Augustus Theodore Norton (March 28, 1808 – April 29, 1884) was an American minister and author.

Norton, only son of Theodore and Mary (Judd) Norton, was born in Cornwall, Connecticut, March 28, 1808.

He graduated from Yale College in 1832. After graduation, he was principal for two years of the academy in Catskill, New York, at the same time reading theology with the Rev. Thomas M. Smith. On April 1, 1835, he was ordained pastor of the Presbyterian Church in Windham, Greene County, New York; but his strong preference of the West as a field of labor led him to resign this pastorate after a few months, and remove to Illinois. He arrived at Naples, Illinois in October 1835, and after short engagements in that town, in Griggsville, in Pittsfield, and in St. Louis, he was called in February 1839, to the pastorate of the First Presbyterian Church in Alton, Illinois, and was installed there on May 9. This position he held for more than 19 years, the church flourishing greatly under his leadership. In May 1845, he originated, and for 23 years edited and published the Presbytery Reporter, a monthly magazine.

In September 1859, he was appointed District Secretary of Church Extension and Home Missions of the Presbyterian Church, for the West, and for a few months after this he resided in Chicago; but in the spring of 1881 he returned to Alton, where he continued until his death. After the union of the Old and New School Assemblies in 1870, the field of his secretaryship was limited to the Synod of Illinois South. He died, after a lingering illness, in Alton, April 29, 1884, at the age of 76.

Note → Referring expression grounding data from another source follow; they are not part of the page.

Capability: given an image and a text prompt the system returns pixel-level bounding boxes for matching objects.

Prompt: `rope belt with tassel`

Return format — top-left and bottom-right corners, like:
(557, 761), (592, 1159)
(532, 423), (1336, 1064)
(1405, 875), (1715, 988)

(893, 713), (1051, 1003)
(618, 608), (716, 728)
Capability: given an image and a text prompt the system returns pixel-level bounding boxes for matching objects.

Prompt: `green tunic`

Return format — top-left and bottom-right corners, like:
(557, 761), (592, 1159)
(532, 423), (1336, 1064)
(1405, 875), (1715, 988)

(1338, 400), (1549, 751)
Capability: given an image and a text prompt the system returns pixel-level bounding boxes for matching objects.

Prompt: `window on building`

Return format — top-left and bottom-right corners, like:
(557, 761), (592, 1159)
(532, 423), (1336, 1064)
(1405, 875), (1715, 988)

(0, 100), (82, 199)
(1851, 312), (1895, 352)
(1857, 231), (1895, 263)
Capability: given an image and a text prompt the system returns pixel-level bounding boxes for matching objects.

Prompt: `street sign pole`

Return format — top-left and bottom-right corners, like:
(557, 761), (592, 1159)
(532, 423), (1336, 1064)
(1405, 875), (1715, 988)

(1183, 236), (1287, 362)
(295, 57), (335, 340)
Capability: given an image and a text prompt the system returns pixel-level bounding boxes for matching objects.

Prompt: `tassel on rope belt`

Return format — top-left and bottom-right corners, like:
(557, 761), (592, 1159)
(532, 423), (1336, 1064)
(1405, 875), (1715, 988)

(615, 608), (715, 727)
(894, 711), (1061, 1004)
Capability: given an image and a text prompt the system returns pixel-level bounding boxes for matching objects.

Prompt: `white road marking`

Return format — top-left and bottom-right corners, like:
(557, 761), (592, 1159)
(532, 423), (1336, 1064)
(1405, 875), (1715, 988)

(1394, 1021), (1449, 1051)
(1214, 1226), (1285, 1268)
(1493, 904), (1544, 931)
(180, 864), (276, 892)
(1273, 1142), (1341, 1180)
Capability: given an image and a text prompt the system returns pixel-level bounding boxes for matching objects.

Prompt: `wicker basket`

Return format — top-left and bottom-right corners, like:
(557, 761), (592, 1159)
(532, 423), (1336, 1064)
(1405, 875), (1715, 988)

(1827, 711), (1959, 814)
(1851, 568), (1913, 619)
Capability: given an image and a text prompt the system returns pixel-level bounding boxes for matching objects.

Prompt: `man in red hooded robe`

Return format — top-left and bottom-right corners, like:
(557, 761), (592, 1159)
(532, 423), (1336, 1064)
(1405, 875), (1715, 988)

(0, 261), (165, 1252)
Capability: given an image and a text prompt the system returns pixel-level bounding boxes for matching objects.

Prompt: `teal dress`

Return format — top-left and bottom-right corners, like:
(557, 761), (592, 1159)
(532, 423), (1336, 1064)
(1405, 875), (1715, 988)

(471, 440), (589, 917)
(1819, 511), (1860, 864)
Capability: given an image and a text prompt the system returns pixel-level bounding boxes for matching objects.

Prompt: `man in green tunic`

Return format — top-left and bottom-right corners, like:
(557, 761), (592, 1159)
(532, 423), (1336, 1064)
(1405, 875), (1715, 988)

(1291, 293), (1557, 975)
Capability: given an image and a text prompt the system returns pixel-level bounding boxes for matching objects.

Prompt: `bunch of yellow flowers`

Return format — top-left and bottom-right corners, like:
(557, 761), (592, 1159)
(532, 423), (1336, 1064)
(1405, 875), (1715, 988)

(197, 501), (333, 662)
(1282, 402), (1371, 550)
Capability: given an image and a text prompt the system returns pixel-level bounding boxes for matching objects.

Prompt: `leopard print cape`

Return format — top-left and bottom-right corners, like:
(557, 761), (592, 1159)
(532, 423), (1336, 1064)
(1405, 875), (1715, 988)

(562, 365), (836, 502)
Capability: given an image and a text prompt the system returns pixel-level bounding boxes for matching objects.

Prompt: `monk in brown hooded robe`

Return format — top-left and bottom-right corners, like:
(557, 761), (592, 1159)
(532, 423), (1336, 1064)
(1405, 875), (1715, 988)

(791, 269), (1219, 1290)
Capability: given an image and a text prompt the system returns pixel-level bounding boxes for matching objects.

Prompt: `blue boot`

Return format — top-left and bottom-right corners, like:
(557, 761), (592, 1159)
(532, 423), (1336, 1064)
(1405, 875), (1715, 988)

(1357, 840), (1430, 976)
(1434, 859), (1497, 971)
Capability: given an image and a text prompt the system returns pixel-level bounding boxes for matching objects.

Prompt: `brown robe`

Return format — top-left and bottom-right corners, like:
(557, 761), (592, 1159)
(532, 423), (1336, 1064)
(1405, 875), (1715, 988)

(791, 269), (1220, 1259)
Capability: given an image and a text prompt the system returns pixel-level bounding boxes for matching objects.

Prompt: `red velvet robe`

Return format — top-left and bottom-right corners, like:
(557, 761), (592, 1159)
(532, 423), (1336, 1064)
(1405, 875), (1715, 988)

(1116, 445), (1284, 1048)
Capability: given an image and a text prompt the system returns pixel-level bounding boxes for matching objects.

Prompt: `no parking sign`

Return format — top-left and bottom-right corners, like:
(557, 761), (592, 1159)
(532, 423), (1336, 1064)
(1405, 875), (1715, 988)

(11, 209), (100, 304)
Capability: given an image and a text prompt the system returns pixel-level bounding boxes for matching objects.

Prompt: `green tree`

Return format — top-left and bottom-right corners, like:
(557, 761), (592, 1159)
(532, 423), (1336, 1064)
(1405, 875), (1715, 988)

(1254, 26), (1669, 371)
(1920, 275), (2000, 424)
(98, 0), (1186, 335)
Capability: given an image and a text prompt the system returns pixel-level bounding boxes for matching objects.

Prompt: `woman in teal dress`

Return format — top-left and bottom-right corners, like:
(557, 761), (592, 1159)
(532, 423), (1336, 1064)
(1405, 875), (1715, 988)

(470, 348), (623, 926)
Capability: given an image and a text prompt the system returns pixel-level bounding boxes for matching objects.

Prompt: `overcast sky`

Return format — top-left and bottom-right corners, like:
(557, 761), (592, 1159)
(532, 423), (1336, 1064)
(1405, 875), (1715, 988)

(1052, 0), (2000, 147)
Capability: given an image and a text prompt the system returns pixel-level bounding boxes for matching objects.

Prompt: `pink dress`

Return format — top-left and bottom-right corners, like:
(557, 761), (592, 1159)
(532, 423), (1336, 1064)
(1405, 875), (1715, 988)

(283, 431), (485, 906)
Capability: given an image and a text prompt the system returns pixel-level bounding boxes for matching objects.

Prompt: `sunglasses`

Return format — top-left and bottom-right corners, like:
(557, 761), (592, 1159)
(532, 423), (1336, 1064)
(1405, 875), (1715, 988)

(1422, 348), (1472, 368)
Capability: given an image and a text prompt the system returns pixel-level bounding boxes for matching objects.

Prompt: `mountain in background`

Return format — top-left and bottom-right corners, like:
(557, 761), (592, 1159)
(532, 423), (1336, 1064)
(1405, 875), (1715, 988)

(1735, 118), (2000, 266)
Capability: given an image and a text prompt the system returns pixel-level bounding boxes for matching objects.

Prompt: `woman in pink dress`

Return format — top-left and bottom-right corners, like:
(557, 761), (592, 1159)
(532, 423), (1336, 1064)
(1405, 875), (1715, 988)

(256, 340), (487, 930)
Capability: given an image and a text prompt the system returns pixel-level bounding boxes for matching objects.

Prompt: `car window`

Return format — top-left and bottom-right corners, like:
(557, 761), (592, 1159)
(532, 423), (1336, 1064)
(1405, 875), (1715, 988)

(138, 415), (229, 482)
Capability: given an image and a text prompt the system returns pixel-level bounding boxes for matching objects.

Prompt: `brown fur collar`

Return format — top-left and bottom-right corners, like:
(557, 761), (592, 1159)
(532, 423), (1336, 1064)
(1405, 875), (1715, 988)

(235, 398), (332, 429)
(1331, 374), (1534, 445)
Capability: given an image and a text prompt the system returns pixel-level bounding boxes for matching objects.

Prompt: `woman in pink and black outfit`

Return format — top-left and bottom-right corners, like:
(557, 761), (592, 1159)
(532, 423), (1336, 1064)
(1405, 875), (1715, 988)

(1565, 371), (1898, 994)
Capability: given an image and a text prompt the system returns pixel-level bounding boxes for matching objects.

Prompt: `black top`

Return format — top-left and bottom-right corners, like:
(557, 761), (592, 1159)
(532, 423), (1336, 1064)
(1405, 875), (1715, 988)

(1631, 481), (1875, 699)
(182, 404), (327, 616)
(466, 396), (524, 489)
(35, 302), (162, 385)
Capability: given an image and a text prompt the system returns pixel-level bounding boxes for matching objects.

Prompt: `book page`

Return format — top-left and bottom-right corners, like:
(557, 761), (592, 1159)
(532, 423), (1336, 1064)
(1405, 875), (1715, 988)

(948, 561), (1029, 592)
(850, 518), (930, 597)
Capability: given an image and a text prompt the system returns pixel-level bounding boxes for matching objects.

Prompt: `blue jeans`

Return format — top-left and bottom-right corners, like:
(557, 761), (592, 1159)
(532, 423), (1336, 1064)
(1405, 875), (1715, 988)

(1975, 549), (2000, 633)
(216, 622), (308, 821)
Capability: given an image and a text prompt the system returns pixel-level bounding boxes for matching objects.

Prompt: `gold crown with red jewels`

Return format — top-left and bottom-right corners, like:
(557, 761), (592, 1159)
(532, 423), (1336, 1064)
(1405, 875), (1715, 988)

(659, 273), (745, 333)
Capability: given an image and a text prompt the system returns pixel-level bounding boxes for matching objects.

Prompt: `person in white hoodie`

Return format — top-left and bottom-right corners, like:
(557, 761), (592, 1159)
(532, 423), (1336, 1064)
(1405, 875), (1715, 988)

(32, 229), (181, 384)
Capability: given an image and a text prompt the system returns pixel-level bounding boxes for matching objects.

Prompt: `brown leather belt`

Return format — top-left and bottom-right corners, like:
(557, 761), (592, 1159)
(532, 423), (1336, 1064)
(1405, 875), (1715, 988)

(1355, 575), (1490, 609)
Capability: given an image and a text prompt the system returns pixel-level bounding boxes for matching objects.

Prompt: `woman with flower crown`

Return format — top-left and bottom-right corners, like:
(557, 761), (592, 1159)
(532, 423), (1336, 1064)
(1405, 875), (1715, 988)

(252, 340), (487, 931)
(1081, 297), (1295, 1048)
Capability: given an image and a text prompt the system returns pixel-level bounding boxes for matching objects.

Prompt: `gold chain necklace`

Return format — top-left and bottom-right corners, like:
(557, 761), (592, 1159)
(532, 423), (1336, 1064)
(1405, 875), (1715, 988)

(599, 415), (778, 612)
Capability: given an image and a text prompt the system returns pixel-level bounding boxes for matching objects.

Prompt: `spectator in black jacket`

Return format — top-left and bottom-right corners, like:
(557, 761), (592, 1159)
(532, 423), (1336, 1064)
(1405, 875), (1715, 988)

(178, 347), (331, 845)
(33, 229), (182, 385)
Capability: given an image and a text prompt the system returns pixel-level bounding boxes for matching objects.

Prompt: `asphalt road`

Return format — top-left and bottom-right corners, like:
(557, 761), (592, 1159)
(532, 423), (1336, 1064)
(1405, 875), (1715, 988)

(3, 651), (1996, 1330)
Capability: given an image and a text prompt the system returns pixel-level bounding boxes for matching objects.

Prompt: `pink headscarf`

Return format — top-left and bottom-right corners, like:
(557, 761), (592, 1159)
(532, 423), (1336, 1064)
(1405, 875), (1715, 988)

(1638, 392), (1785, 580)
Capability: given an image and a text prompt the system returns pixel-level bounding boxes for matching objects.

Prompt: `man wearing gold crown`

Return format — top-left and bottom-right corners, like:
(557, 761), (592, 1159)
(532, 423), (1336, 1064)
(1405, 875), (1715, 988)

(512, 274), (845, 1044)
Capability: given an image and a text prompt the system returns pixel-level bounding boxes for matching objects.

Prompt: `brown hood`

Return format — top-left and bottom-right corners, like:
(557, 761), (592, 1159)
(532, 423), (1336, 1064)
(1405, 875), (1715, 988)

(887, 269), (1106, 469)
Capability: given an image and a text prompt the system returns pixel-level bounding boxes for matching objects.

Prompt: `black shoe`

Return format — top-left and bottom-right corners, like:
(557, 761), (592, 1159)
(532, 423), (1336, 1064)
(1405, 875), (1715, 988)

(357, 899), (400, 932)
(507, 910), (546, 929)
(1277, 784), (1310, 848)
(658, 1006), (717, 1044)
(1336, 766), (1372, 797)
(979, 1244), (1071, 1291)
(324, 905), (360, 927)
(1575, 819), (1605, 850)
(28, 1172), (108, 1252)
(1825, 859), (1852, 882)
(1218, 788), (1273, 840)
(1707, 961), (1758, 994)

His usefulness was especially marked in planting and nourishing churches in Central and Southern Illinois. The degree of Doctor of Divinity was conferred on him by Wabash College, Indiana, in 1868. He published in 1879 a History of the Presbyterian Church in Illinois (737 pp. 8vo).

He married, November 12, 1834, Eliza, daughter of Deacon Noah Rogers, of Cornwall. She survived him with two sons and two daughters.